EXCLUSIVE: How employees view AI management tools
Artificial intelligence can streamline managerial tasks, but employees are not necessarily receptive to its usage.
New data exclusively released to Chain Store Age by technology comparison platform Software Finder reveals that one-in-five (21%) employees have had their performance evaluated by AI-based tools by their employer.
However, 23% of 1,000 employees across industries surveyed by Software Finder have felt misjudged by an AI-powered performance tool and 66% trust AI tools less. Only 12% trust this technology more and 22% trust AI about the same as human performance management.
Overall, six-in-10 (59%) respondents feel optimistic about AI's growing role in their workplace. But only one-in-three believe AI improves their ability to succeed at work, 24% believe it threatens it, and 18% think it does both. Eighty-five percent believe a human manager or HR should make the final decision in hiring.
Examining feelings toward workplace AI by generation, the survey finds Gen Z respondents are the most likely to trust AI tools for performance evaluation more than human managers (14%). Interestingly, Gen Z is also the generation least likely to be comfortable with being hired or fired by AI (9%), while millennials are most likely by a close margin (11%).
One-in-four respondents overall believe a combination of AI assessments and human feedback most accurately reflects their value at work, while seven-in-10 believe human feedback alone is the most accurate reflection.
Millennial respondents are the most likely (24%) to believe a combination of AI assessments and human feedback most accurately reflects their value at work (28%).
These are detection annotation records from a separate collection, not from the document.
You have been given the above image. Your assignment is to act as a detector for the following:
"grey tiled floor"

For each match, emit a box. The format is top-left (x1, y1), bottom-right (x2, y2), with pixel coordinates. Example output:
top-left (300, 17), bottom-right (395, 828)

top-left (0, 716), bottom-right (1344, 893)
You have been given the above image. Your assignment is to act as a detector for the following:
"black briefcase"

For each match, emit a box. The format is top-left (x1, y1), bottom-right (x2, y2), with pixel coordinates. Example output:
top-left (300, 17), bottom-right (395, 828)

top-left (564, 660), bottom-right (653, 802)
While 26% of respondents overall believe AI makes learning at work easier and more efficient, 42% feel it makes it more impersonal and robotic, and 32% think it's a combination of both. Gen X respondents are the most likely to feel AI makes learning at work easier and more efficient (28%), and the least likely to feel it makes it more impersonal and robotic (38%).
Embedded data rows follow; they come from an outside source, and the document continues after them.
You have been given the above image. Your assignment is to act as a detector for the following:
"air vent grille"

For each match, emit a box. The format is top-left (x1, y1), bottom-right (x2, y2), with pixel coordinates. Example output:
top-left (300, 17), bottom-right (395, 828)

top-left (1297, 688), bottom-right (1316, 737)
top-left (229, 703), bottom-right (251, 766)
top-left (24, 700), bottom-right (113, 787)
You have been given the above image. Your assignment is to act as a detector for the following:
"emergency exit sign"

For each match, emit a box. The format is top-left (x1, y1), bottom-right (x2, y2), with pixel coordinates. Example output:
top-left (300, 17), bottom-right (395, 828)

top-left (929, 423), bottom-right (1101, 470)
[READ MORE: Walmart to offer AI-based employee training]
Other findings
- 46% of respondents have used an AI-based training or learning tool at work.
- 55% prefer hybrid training (AI with human support) for workplace learning.
- Among respondents experiencing AI-enabled onboarding, 46% feel less connected to their company as a result, while 43% feel it makes no difference.
- 23% claim their company is not transparent about their AI usage at work, and 34% are unsure of transparency.
- Top roles AI shouldn't fill according to respondents are: firing, disciplinary action, and promotions or career development.
For this study, Software Finder surveyed 1,006 employees about their company and their own AI usage in the workplace.